Vermes approached Fontas with some encouraging words:
“Listen, if you can do all the stuff that you just did and you don’t have any pain, there’s no reason why you can’t jump into training now,” Vermes told him.
By then, the Spaniard was more than ready to get back on the field with his teammates. Although he was a little hesitant, fearing an exacerbation of his latest injury, he agreed with the coach and practiced with the squad the next day.
Those first steps back on the practice field felt somewhat alien.
“It’s an amazing sensation. I would say it’s the best moment,” Fontas said. “It makes you feel, first, so proud of what you just accomplished, because it’s not easy. And then, just hungry for more.”
Fontas returned to action on October 15, 2020, one year and one week after he first underwent surgery. He started for the club again 10 days later, scoring in Sporting KC’s 4-0 win over Colorado.

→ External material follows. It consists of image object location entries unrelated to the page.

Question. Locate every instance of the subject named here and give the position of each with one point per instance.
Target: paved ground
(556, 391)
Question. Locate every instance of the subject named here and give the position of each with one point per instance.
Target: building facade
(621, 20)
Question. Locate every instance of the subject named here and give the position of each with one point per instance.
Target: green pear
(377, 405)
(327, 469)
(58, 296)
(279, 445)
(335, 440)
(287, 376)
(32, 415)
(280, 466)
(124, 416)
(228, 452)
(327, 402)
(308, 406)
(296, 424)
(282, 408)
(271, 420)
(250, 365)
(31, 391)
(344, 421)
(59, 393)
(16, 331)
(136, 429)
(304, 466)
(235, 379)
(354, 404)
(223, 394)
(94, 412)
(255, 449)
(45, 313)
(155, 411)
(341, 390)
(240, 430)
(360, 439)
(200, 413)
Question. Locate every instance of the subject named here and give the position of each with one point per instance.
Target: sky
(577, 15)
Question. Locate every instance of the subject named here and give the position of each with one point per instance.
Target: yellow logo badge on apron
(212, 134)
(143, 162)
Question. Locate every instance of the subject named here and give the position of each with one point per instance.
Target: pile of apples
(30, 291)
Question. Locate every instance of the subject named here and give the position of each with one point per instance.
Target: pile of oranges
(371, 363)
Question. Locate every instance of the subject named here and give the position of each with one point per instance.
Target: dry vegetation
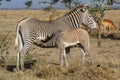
(43, 63)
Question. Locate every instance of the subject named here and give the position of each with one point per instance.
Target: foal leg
(83, 56)
(24, 50)
(18, 61)
(63, 58)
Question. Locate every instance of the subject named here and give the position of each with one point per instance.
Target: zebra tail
(17, 37)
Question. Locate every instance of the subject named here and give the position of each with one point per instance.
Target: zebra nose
(95, 29)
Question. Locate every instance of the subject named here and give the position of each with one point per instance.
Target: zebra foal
(30, 29)
(69, 38)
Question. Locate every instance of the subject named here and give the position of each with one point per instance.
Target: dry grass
(43, 63)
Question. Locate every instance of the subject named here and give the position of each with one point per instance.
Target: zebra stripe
(30, 29)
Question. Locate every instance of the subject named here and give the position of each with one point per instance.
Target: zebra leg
(83, 56)
(67, 50)
(90, 55)
(18, 61)
(24, 50)
(63, 58)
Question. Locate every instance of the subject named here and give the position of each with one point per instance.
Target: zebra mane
(68, 13)
(73, 10)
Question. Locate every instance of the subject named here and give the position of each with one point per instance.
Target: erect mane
(73, 10)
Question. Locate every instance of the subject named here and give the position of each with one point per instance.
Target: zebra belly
(67, 44)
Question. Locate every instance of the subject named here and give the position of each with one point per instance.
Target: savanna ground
(43, 63)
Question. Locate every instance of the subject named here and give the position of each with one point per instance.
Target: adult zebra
(30, 29)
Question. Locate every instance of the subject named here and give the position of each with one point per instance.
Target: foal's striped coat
(69, 38)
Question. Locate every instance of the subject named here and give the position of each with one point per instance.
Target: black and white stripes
(30, 29)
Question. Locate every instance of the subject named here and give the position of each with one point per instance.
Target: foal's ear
(85, 7)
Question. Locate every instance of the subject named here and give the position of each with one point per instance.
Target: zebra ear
(85, 7)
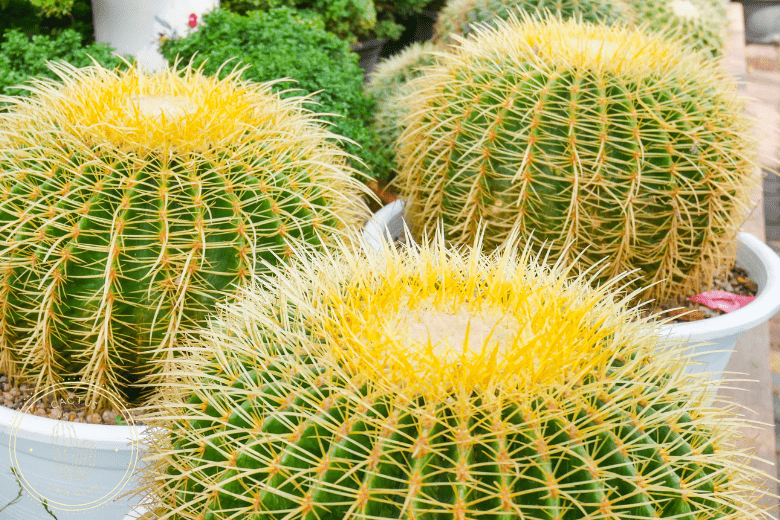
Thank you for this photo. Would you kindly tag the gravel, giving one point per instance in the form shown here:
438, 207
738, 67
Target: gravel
736, 281
18, 397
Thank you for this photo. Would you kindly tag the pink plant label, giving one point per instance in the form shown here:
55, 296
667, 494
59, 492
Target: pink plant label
722, 300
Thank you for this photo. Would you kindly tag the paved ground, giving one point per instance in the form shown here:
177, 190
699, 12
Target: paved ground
763, 84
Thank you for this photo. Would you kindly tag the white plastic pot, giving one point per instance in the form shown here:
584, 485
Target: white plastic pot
712, 340
80, 470
134, 27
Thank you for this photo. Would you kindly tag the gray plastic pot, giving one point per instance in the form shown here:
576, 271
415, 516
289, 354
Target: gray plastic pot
712, 340
78, 470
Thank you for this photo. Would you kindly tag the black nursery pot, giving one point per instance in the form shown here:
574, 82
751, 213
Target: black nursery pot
369, 52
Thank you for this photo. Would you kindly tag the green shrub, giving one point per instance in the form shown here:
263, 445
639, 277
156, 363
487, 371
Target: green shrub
31, 18
351, 20
22, 57
285, 43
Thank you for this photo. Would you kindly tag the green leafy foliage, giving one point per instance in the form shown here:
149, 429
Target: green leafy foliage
31, 18
23, 58
285, 43
349, 19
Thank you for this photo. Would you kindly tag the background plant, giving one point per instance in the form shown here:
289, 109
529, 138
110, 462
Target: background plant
131, 203
628, 146
23, 57
30, 18
349, 19
388, 87
285, 43
493, 388
703, 24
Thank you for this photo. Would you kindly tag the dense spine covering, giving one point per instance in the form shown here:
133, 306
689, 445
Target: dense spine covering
622, 144
702, 24
442, 384
460, 17
131, 203
389, 86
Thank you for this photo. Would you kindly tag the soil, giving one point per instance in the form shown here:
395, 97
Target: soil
17, 397
736, 281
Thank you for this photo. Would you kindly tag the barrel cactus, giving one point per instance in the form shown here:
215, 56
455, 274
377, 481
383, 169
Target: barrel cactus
458, 17
619, 143
131, 203
703, 24
388, 86
441, 383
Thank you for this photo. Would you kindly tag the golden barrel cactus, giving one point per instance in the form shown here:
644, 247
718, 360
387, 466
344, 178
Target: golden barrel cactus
131, 203
444, 384
620, 143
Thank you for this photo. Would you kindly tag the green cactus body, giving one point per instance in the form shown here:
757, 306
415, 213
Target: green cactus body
132, 203
618, 143
702, 24
388, 86
459, 17
440, 384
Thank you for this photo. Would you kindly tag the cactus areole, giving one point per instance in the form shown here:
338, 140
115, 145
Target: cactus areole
440, 384
131, 203
622, 144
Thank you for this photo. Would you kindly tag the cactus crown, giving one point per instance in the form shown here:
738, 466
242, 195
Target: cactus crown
462, 322
181, 111
130, 203
441, 383
702, 24
618, 142
461, 17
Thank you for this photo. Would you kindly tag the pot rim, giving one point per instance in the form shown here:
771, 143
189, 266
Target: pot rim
766, 304
38, 429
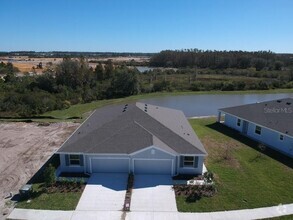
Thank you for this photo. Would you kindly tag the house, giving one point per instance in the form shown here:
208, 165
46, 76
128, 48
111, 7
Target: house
138, 138
270, 123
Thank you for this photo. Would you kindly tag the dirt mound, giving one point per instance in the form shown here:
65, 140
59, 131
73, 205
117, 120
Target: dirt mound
24, 149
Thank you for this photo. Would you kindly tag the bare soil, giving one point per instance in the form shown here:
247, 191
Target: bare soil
24, 148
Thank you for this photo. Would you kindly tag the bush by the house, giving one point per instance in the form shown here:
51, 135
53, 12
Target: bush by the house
192, 193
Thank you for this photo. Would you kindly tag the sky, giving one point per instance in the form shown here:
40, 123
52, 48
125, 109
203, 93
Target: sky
146, 25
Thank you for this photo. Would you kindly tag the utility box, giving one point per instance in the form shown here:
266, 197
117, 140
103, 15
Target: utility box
26, 191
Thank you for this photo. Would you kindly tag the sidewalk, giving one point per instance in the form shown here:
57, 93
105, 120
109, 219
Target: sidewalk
244, 214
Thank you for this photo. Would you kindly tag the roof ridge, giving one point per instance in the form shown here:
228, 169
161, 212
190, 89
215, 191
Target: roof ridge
110, 136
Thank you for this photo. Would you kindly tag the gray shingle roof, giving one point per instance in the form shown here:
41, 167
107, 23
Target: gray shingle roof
124, 129
276, 115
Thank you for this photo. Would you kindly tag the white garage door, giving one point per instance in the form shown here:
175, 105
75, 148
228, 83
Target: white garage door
153, 166
101, 165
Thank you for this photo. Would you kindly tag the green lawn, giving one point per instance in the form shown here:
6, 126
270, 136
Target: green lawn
247, 179
82, 110
51, 201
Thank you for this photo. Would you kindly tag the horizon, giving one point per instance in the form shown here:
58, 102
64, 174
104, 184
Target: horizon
146, 26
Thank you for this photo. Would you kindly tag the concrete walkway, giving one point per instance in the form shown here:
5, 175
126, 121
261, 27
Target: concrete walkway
104, 192
245, 214
153, 193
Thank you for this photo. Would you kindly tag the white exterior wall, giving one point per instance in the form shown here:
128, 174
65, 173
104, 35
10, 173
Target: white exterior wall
105, 156
153, 153
192, 170
268, 137
231, 121
70, 168
272, 139
147, 154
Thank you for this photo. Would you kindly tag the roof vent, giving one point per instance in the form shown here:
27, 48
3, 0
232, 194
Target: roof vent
125, 107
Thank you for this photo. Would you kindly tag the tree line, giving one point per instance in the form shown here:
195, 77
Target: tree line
71, 82
221, 59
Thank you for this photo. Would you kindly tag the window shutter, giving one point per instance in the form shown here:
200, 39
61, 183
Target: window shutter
67, 160
81, 159
181, 161
195, 162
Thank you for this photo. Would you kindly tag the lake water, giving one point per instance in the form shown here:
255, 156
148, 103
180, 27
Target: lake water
206, 105
143, 68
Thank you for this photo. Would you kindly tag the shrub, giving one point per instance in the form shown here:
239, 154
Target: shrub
49, 175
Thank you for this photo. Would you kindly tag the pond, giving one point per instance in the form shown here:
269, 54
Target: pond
207, 105
143, 69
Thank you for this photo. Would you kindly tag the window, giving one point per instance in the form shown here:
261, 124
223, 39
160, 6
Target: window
258, 130
188, 161
74, 159
238, 122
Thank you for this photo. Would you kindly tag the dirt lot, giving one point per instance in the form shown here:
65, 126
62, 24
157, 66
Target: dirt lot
24, 148
26, 64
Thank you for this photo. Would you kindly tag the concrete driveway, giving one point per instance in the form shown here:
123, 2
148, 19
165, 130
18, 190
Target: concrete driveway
104, 192
153, 193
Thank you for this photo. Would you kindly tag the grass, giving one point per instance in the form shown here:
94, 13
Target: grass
247, 179
82, 110
51, 201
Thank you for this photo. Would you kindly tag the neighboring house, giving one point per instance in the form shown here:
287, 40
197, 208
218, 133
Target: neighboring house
138, 138
270, 123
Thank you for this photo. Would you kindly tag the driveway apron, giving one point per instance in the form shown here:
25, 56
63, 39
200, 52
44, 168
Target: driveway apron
104, 192
153, 193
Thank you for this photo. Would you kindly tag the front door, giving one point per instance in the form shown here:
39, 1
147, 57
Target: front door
244, 127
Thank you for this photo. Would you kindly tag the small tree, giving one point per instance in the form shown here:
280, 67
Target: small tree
49, 175
208, 177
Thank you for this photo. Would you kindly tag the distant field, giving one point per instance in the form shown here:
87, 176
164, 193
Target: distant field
25, 64
82, 110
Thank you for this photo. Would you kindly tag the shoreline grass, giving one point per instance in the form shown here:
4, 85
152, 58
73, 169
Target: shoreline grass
247, 179
80, 110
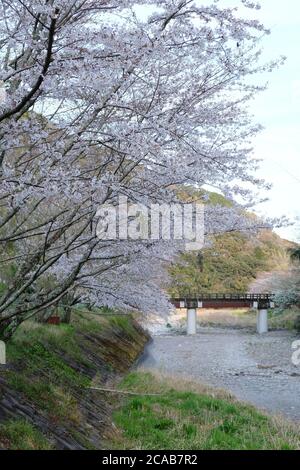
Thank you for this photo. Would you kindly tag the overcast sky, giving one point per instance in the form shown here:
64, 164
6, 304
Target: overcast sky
277, 110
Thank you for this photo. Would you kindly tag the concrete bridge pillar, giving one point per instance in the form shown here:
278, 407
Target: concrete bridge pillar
191, 321
262, 321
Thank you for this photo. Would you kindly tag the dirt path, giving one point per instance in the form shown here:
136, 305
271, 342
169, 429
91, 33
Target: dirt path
257, 369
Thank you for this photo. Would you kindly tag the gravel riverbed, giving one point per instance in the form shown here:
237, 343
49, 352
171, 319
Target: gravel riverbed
256, 369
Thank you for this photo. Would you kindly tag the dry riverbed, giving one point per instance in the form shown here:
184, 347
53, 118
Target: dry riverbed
257, 369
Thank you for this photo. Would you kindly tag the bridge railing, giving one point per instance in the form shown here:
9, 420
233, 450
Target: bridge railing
218, 296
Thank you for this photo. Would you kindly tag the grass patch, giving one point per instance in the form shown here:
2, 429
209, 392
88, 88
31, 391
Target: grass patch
19, 434
188, 416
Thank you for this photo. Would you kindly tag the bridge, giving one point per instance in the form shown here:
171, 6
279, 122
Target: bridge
192, 302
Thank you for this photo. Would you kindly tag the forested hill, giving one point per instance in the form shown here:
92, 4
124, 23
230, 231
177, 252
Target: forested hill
232, 261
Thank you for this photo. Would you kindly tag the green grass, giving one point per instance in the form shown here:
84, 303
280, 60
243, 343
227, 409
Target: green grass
19, 434
189, 417
46, 363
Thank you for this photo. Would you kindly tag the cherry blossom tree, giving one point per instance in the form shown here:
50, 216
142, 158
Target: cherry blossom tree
97, 100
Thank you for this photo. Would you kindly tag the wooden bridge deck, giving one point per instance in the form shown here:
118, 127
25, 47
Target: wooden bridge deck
216, 300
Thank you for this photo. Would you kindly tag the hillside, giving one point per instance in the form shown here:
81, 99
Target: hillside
231, 262
45, 400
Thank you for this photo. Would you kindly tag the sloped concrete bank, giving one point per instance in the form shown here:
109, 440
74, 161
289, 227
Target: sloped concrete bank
44, 389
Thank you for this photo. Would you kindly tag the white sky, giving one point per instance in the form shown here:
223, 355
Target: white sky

Now, he’s fully fit heading into the 2021 season and is looking to build upon what he did in 2019 — an MLS debut made even more impressive by the pain he endured then, and since.
Yes, he’s suffered serious injuries in his career. But he still loves nothing more than being on the soccer field, and he again has something to prove.
“All the games I’ve played with pain, my pain is not the last memory I will have from soccer,” he said. “I will prove myself, that I can come back and be strong and good again.”